"Your room as your browser" is the motto of a project led by Philips Research:
Philips has developed a common language for describing experiences within an Ambient Intelligence environment: Physical Markup Language (PML). (...) An Ambient Intelligence system can interpret a description in PML in such a way that the devices in its network can jointly use their individual capabilities to render that experience at a given location.In effect, your whole room becomes a 'browser' that brings the experience to life. For example, PML-enabled lights add to the experience by getting brighter or dimmer, or changing colour. A PML-enabled hi-fi provides an appropriate soundscape. Almost any device can be PML-enabled: the possibilities are only limited by the imaginations of their manufacturers. Suppose a room is rendering an experience described as 'warm and sunny': the lights, the TV, the central heating, the electronically controlled blinds and (a little further into the future) even the ceiling, walls and floor coverings could all contribute to creating it.

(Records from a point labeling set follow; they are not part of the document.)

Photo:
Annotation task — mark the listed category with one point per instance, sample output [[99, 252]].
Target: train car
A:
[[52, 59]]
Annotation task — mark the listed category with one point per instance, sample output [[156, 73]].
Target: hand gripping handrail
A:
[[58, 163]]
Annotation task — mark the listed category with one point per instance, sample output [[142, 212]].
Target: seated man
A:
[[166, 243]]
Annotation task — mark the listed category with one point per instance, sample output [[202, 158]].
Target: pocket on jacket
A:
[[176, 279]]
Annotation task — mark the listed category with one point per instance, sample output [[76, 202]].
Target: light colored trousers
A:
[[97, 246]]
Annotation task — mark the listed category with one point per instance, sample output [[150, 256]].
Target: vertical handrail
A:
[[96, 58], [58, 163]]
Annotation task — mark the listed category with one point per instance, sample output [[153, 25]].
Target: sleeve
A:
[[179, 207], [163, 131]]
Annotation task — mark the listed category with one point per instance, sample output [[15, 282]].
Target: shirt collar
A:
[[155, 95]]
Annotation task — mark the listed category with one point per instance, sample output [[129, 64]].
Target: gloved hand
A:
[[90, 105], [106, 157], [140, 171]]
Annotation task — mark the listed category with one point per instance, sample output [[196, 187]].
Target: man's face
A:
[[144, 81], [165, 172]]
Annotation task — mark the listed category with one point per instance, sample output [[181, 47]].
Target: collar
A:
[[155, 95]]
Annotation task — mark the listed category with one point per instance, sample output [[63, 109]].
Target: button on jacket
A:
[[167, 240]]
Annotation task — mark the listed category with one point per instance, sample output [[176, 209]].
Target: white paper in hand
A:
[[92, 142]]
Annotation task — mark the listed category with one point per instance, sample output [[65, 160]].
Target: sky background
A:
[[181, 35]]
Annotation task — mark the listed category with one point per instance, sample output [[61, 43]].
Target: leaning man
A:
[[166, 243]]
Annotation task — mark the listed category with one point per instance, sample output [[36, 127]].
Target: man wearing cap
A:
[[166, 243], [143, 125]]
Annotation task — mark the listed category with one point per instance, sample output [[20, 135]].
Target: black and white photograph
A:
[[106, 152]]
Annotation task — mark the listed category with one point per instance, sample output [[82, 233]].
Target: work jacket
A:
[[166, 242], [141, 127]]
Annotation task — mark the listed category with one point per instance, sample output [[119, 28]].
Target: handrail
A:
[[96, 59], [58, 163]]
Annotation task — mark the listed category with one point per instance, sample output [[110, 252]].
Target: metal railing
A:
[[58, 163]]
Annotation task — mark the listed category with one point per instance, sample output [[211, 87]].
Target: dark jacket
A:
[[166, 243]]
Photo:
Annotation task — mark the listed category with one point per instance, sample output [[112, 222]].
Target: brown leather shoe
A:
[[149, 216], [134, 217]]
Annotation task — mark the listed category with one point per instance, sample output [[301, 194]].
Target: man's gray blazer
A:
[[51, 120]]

The example they give is the following:
Ambient Intelligence, with its network of cooperating devices, offers the promise of providing us with exciting new experiences in the home. Suppose, for instance, that while you are reading a book or watching a movie the whole room around you begins to reflect the imaginary scene?
Why do I blog this? It's very close to their ambx idea (which is actually a spin-off from Philips): amBX-enabled games will provide gamers with the ability to use light, colour, sound, heat and even airflow in the real world during gameplay.
Would it be possible to connect this to Wil's taxonomy of his room?